Average price per carat using method 'a': 4014.1284
Average price per carat using method 'b': 4937.8122
Maximum price per carat: 17828.8462
Minimum price per carat: 1138.7097
Median price per carat: 3605.8258
Method 'a' gives a lower average price per carat.


In [14]:
# Question 3
color_index = header.index("color")
clarity_index = header.index("clarity")
depth_index = header.index("depth")
table_index = header.index("table")
price_per_carat = [(float(row[price_index]) / float(row[carat_index]), row) for row in very_good_diamonds]

# Step 1: Find the highest and lowest price per carat
max_price_per_carat, max_diamond = max(price_per_carat, key=lambda x: x[0])
min_price_per_carat, min_diamond = min(price_per_carat, key=lambda x: x[0])

# Step 2: Output the details of the diamond with highest and lowest price per carat
max_combination = {
    "price_per_carat": max_price_per_carat,
    "color": max_diamond[color_index],
    "clarity": max_diamond[clarity_index],
    "depth": max_diamond[depth_index],
    "table": max_diamond[table_index],
}

min_combination = {
    "price_per_carat": min_price_per_carat,
    "color": min_diamond[color_index],
    "clarity": min_diamond[clarity_index],
    "depth": min_diamond[depth_index],
    "table": min_diamond[table_index],
}

# Print the results
print("Highest price per carat:")
for key, value in max_combination.items():
    print(f"{key}: {value}")

print("\nLowest price per carat:")
for key, value in min_combination.items():
    print(f"{key}: {value}")

Highest price per carat:
price_per_carat: 17828.846153846152
color: D
clarity: IF
depth: 61.3
table: 56

Lowest price per carat:
price_per_carat: 1138.7096774193549
color: J
clarity: SI1
depth: 59.4
table: 62


In [15]:
# Question 4
# Given values
average_price_per_carat = 6642  # This is the average price per carat from method 'a'
diamond_weight = 102  # Weight of the Sotheby's diamond in carats
actual_price = 15_700_000  # Actual price from the Sotheby's auction in USD

# Step 1: Estimate the price using the average price per carat
estimated_price = average_price_per_carat * diamond_weight

# Step 2: Calculate the difference between the estimated price and the actual price
price_difference = actual_price - estimated_price

# Step 3: Calculate the percentage difference
percentage_difference = (price_difference / actual_price) * 100

# Output the results
print(f"Estimated price for the 102-carat diamond: ${estimated_price:,.2f}")
print(f"Actual price from Sotheby's auction: ${actual_price:,.2f}")
print(f"Difference between actual and estimated price: ${price_difference:,.2f}")
print(f"Percentage difference: {percentage_difference:.2f}%")
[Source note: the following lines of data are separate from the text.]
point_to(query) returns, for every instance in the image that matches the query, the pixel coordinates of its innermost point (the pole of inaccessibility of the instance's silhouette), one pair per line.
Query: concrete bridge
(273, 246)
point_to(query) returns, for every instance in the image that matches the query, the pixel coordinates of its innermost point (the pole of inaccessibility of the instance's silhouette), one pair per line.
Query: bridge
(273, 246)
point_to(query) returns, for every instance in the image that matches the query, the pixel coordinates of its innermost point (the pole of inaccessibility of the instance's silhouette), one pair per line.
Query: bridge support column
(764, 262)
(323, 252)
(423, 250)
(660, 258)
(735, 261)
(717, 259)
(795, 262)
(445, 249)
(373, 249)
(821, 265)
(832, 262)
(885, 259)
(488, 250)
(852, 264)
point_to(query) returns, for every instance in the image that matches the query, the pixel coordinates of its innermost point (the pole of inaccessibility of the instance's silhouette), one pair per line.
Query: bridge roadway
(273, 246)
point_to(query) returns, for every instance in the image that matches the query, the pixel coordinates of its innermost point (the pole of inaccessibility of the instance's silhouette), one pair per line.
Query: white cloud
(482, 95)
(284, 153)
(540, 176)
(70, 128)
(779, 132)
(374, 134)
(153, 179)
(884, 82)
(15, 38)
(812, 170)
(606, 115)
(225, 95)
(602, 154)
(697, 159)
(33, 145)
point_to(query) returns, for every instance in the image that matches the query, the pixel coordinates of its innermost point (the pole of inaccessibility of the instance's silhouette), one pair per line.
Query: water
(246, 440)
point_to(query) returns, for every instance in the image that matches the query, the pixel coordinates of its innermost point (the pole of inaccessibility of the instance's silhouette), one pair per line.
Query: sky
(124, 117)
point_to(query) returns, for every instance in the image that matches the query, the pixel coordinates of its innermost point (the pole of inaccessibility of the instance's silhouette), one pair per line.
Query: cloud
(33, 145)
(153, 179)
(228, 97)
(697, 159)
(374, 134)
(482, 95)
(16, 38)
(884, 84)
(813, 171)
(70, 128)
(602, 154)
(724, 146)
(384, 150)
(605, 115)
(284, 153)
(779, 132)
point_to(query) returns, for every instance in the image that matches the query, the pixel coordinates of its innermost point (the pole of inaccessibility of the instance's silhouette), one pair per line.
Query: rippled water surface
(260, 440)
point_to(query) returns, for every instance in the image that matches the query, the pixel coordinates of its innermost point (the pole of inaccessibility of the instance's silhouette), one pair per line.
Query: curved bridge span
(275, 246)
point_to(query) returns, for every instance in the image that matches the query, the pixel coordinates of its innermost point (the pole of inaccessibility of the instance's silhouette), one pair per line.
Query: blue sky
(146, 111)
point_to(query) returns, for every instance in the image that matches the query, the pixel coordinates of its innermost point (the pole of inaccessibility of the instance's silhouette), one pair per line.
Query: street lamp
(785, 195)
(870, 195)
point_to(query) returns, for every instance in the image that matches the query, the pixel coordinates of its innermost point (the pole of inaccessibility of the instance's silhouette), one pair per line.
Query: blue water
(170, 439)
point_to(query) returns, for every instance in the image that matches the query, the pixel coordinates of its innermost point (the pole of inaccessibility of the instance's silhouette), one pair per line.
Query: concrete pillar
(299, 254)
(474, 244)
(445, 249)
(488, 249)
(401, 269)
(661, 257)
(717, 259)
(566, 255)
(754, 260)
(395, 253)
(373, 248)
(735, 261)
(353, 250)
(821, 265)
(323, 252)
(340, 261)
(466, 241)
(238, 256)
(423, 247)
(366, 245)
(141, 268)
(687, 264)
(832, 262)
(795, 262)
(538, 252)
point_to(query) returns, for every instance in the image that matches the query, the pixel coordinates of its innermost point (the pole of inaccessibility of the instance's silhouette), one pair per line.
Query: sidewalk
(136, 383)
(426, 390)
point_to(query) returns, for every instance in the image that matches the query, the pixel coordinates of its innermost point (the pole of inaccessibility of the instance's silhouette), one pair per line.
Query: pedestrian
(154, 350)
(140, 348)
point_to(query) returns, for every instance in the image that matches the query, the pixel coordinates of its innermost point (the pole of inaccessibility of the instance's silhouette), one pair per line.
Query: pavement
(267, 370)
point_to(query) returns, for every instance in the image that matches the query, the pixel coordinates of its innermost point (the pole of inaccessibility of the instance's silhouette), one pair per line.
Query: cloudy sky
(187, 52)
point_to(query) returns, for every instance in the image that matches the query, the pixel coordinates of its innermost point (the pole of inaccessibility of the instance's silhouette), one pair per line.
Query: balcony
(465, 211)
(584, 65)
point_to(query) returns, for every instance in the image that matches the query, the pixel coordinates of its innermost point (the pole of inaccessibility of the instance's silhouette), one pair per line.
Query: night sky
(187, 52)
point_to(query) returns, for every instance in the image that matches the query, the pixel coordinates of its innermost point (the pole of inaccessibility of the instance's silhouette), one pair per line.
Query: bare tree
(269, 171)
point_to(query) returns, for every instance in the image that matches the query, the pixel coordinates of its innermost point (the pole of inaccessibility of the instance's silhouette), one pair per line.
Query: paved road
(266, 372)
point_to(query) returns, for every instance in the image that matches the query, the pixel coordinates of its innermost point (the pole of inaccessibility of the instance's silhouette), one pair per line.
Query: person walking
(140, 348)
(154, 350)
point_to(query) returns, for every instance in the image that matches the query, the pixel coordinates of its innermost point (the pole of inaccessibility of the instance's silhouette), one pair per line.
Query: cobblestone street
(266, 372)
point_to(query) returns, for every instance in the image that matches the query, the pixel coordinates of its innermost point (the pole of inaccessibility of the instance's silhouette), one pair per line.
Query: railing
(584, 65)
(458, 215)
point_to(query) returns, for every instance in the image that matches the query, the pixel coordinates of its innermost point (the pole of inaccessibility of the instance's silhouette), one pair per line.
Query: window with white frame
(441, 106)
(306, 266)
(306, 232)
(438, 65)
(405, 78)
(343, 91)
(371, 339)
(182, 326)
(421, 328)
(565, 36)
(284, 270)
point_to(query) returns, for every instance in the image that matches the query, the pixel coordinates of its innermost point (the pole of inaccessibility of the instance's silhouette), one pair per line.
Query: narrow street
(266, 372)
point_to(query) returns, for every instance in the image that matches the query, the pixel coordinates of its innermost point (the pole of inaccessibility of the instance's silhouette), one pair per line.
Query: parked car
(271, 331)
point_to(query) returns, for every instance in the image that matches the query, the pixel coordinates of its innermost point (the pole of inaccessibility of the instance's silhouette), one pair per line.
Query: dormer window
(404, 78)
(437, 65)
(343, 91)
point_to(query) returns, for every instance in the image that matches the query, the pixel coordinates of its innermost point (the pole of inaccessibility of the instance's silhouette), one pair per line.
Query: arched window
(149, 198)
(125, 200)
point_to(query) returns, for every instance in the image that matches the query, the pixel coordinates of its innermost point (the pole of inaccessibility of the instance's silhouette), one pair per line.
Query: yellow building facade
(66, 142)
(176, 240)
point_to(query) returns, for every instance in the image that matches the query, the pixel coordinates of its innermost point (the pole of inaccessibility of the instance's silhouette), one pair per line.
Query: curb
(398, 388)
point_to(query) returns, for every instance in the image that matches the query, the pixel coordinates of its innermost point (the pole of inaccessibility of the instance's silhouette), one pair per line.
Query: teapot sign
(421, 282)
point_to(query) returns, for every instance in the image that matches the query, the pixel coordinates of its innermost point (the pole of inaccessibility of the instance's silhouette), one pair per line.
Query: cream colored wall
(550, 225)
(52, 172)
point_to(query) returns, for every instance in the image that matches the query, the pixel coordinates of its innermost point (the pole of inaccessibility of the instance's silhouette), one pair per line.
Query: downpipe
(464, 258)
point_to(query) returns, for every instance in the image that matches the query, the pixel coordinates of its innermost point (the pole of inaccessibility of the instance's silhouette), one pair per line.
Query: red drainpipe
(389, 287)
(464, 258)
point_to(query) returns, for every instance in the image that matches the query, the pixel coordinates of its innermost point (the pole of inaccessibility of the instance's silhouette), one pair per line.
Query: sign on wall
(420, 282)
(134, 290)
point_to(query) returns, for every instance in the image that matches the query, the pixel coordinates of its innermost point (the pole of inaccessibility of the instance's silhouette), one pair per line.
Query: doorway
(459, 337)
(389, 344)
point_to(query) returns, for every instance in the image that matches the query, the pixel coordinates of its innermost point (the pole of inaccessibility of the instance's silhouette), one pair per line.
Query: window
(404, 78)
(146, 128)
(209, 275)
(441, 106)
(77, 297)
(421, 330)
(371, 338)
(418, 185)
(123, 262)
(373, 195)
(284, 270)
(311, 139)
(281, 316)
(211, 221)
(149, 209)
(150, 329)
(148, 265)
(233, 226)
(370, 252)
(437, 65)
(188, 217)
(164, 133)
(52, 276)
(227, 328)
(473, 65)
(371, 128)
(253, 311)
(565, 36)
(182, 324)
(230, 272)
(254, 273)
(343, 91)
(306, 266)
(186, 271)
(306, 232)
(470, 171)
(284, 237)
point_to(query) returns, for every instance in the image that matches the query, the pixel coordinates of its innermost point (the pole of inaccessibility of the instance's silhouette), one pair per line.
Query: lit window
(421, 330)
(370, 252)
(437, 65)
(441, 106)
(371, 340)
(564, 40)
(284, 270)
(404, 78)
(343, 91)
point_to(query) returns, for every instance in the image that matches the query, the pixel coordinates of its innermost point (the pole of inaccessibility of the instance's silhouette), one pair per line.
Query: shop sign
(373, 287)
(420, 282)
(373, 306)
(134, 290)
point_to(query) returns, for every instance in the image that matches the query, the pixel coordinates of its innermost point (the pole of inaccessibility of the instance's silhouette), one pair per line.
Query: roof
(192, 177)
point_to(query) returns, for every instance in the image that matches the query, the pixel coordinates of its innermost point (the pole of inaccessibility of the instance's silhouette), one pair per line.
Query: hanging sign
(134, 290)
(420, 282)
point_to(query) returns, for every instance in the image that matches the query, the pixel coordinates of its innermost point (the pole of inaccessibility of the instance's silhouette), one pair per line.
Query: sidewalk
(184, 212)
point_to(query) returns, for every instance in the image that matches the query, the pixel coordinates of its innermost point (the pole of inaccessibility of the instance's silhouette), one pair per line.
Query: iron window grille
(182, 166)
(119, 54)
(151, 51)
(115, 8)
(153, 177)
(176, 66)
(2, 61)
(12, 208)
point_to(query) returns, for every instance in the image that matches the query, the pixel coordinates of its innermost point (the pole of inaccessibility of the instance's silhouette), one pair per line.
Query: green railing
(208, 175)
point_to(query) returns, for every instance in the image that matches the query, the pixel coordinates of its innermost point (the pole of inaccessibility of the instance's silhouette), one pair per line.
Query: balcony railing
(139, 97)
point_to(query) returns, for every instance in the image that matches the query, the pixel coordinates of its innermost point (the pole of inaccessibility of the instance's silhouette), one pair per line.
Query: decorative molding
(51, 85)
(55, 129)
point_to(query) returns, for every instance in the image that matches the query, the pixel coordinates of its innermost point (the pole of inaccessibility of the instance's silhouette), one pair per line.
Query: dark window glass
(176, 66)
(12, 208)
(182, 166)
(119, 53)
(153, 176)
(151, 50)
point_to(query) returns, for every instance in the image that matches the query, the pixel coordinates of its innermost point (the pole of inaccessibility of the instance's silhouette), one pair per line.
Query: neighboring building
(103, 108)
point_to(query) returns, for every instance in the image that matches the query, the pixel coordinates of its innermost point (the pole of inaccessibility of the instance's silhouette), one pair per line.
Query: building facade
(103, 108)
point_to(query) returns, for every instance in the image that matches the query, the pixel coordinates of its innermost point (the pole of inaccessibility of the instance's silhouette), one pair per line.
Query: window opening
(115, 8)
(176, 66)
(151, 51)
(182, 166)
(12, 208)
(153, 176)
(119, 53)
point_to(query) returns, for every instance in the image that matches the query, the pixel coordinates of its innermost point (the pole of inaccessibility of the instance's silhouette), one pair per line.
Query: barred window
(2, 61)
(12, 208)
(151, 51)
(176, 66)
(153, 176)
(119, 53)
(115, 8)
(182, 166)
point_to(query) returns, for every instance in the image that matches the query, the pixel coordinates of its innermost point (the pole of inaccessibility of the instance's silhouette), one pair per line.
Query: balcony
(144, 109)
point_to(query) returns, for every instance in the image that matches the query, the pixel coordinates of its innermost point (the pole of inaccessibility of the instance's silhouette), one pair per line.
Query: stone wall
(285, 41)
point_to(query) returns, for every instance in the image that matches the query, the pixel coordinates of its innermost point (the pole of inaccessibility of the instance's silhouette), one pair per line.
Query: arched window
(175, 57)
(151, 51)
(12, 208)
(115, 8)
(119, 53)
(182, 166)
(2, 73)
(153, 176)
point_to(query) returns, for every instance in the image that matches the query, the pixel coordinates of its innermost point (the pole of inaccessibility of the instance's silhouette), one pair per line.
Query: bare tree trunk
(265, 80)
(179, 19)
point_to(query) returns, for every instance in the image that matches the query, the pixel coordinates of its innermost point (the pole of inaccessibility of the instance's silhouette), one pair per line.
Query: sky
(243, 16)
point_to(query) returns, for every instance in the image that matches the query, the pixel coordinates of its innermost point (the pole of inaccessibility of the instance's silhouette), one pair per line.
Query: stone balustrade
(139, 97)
# Conclusion on why there is a difference
if estimated_price < actual_price:
    print("The actual price is significantly higher due to the exceptional quality of the diamond (D-color, flawless).")
else:
    print("The estimated price is higher than the actual price, but this is unlikely due to the extraordinary nature of the Sotheby's diamond.")


Estimated price for the 102-carat diamond: $677,484.00
Actual price from Sotheby's auction: $15,700,000.00
Difference between actual and estimated price: $15,022,516.00
Percentage difference: 95.68%
The actual price is significantly higher due to the exceptional quality of the diamond (D-color, flawless).